Information obtained by The Finder indicates that the Ministry of Foreign Affairs and Regional Integration wants the above function in the Immigration Service Bill 2015 limited to issuance of emergency visas only.
But the Interior Ministry says the position of the Foreign Ministry is not backed by law.
As a result of this opposition, debate on that portion of the bill, which is at the consideration stage in Parliament, has been deferred twice.
At the Meet-the-Press Series, Mr Woyongo said there should have been immigration officials in all the foreign missions, but that had not been the case because of financial challenges.
He also announced that due to the high budget associated with such a deployment, the ministry would do it in phases.
For a start, he said, the deployment would target countries from where large numbers of people travelled to Ghana.
All over the world, international best practices require immigration service to issue visas and passports.
The Immigration Act, 2000 (Act 573) and the Immigration Regulations, 2001 (L.I 1691) are the legislations that primarily set out the country’s visa policy. These are operationalised by the visa application and processing regimes in the country’s missions abroad, entry clearance at the ports of entry, emergency visa or visa on arrival application processes and post-entry visa variation/extension processes.
The post-entry visa variation processes include extension of visitor’s permit, issuance of work and residence permits, and re-entry permits.
Section 4 (3) of the Immigration Act, 2000 (Act 573) states that “where a person who appears before an immigration officer does not have a visa or an emergency entry permit, the immigration officer may grant him a visa subject to such conditions as may be prescribed by Regulations, and to such other conditions that the immigration officer may impose.” Additionally, the Director of Immigration is authorised to issue Re-entry Visas under Section 5 of Immigration Act, 2000 (Act, 573).
Regulation 3 (4) of L.I. 1691 states that “an application for an entry visa into Ghana shall be made to the Director or the representative of the Director as in Form B in the Schedule.”
Regulation 4 of L.I. 1691 also states that, “A foreign national who seeks to enter Ghana and who appears before an immigration officer without a Visa shall in accordance with section 4(3) and 4(4) of the Act be granted emergency visa if the immigration officer is satisfied that the foreign national...”
It is relevant to note that the form completed for the acquisition of Ghana visas abroad presently is as captured in Form B of the schedule of Immigration Regulation 2001 (L.I 1691).
These provisions squarely place the responsibility of entry into Ghana as the sole responsibility of the Director of Immigration.
Through circumstances of history and operational expediency, Foreign Service Officers from the Ministry of Foreign Affairs and Regional Integration have been issuing entry visas to Ghana on the strength of this provision. This is done on behalf of the Director of Immigration because Immigration Officers have not been posted to Ghana Missions abroad to perform this function.
It is also equally important to note that various generations of Ghana Visa Stickers being issued at the missions abroad bear the name of the issuing authority as Ghana Immigration Service.

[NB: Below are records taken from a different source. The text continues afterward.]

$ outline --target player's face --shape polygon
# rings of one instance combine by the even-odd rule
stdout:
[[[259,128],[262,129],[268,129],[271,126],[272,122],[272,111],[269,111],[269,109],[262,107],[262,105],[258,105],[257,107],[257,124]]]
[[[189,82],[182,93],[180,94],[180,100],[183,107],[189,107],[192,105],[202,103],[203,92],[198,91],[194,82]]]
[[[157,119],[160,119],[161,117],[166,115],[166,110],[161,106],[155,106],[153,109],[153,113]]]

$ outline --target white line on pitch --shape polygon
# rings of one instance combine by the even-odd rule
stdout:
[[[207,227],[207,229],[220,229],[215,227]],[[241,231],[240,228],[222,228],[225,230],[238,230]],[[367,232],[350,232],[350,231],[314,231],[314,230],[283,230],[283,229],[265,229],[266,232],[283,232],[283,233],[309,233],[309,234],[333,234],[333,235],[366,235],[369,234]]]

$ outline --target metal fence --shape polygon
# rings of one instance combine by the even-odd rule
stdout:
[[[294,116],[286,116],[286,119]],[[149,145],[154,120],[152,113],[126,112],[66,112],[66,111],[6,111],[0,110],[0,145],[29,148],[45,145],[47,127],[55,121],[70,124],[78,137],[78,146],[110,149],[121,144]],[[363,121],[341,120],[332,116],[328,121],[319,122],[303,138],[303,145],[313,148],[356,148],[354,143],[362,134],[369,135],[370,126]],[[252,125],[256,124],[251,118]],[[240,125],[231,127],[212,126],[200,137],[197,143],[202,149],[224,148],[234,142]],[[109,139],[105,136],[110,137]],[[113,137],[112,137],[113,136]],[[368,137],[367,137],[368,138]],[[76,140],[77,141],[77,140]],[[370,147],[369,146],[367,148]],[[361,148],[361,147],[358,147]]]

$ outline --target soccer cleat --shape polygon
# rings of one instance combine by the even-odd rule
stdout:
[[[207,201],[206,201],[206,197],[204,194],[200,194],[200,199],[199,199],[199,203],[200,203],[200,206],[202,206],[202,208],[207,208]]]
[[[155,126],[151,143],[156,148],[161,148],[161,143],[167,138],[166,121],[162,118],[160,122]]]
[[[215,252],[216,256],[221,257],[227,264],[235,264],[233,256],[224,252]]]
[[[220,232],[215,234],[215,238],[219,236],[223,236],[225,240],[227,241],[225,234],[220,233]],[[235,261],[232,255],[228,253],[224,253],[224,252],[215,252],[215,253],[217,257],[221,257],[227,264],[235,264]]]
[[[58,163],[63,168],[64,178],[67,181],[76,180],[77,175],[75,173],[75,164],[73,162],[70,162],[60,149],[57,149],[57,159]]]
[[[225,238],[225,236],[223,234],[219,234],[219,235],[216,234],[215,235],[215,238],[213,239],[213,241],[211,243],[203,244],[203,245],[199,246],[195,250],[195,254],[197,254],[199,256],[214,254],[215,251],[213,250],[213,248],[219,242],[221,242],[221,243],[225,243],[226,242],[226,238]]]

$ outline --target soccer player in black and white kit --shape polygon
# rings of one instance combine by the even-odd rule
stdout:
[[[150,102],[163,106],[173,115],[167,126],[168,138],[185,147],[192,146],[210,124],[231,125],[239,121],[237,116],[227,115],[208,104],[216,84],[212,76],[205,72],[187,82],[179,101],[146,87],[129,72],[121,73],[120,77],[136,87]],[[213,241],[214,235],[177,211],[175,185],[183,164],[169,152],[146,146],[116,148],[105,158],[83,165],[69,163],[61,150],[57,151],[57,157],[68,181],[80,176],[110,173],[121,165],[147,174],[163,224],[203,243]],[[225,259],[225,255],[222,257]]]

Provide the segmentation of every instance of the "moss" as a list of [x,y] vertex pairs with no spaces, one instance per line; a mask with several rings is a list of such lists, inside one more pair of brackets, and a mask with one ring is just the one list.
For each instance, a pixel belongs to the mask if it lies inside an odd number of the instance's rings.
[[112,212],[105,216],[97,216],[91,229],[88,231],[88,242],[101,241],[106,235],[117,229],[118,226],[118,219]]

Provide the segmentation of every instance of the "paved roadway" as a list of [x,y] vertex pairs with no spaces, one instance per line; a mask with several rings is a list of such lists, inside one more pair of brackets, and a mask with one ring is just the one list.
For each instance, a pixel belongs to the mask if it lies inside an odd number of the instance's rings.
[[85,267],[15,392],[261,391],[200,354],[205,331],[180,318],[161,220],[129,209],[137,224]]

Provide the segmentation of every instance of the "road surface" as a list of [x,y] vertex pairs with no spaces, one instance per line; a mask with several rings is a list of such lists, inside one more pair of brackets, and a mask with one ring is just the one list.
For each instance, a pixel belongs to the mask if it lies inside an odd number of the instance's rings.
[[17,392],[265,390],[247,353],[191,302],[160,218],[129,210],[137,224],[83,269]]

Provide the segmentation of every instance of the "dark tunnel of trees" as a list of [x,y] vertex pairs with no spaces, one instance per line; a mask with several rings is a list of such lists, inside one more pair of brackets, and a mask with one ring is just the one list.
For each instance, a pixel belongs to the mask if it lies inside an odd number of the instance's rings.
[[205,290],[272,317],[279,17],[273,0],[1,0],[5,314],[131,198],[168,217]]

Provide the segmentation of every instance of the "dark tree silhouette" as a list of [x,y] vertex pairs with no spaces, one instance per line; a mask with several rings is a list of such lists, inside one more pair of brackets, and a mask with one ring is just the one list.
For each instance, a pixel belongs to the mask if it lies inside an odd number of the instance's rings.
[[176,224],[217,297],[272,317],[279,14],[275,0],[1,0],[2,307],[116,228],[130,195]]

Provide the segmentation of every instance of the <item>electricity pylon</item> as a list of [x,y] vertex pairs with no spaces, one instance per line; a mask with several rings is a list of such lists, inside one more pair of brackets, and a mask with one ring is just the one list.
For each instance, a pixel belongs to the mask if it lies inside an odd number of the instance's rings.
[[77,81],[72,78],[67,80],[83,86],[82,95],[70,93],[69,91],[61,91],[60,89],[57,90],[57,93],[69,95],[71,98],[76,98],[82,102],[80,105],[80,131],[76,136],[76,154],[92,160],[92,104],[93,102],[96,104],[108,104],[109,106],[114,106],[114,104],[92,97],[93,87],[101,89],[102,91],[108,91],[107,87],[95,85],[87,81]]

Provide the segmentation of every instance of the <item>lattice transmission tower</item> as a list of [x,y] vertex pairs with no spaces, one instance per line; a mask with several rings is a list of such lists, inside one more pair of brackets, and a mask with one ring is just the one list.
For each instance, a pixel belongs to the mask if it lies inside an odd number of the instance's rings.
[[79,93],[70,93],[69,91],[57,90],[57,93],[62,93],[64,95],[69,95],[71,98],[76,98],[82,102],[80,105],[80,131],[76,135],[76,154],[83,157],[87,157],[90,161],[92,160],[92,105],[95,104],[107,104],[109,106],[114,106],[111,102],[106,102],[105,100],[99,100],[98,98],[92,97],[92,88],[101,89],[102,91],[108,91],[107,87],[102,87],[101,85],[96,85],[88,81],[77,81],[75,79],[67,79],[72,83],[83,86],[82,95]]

Visa applications are accepted based on documentation produced and security checks, involving accessing the PISCES, INTERPOL I/24 database and Watch List, as well as collaboration with other security institutions before decisions are arrived at, based on the conditions stated in L.I. 1691 and taking cognisance of the national interest.
Passport and visa systems, immigration systems and border management systems are processes used by governments to manage migration.

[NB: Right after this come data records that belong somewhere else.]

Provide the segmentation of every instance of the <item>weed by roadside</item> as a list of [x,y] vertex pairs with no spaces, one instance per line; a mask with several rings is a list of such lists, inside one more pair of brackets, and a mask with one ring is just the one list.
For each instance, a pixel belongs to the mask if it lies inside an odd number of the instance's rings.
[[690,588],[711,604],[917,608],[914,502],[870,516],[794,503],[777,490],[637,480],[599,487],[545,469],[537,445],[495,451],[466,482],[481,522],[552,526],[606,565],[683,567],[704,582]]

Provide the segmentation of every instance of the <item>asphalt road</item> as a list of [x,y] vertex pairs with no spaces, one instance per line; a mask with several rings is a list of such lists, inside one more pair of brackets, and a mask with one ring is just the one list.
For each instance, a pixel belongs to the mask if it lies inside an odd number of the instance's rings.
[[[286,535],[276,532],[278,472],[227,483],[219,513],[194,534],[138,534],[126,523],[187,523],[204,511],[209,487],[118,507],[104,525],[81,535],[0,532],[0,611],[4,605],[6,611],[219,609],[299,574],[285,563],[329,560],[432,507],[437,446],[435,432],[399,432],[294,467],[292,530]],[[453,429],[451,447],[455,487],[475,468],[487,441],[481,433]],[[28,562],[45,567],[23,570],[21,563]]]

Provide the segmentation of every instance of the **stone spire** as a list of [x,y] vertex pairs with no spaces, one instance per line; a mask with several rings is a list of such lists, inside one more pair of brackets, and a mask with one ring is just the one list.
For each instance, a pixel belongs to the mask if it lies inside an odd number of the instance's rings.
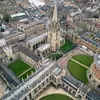
[[57,5],[55,3],[52,21],[57,22]]

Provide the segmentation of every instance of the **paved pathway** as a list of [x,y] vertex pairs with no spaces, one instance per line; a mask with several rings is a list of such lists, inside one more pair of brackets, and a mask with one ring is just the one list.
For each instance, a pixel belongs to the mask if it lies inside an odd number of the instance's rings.
[[80,63],[80,62],[76,61],[75,59],[71,59],[71,60],[72,60],[73,62],[75,62],[75,63],[77,63],[77,64],[79,64],[79,65],[83,66],[84,68],[89,69],[89,67],[88,67],[88,66],[86,66],[86,65],[84,65],[84,64],[82,64],[82,63]]
[[86,53],[80,50],[79,48],[75,48],[73,51],[68,52],[63,57],[58,59],[57,63],[61,68],[66,69],[68,61],[72,58],[72,56],[78,55],[78,54],[86,54]]
[[25,72],[23,72],[22,74],[20,74],[18,77],[21,77],[23,74],[25,74],[26,72],[28,72],[28,71],[31,70],[31,69],[32,69],[32,67],[29,68],[28,70],[26,70]]

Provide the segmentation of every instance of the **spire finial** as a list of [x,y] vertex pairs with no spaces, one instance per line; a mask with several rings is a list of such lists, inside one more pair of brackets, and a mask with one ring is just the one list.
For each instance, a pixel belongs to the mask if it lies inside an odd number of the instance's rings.
[[55,3],[54,11],[53,11],[53,21],[57,22],[57,5]]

The visa system, therefore, needs to be seen from a holistic perspective. The process constitutes pre-arrival, arrival, stay and departure at different points in time.
This system needs to be seamless to ensure effective monitoring and enforcement.
The situation whereby different institutions handle different aspects of the process does not augur well for optimal results and undermines the security of the state.
The different actors involved in the visa administration structure makes it inefficient and pose a major challenge to the country's security and immigration control.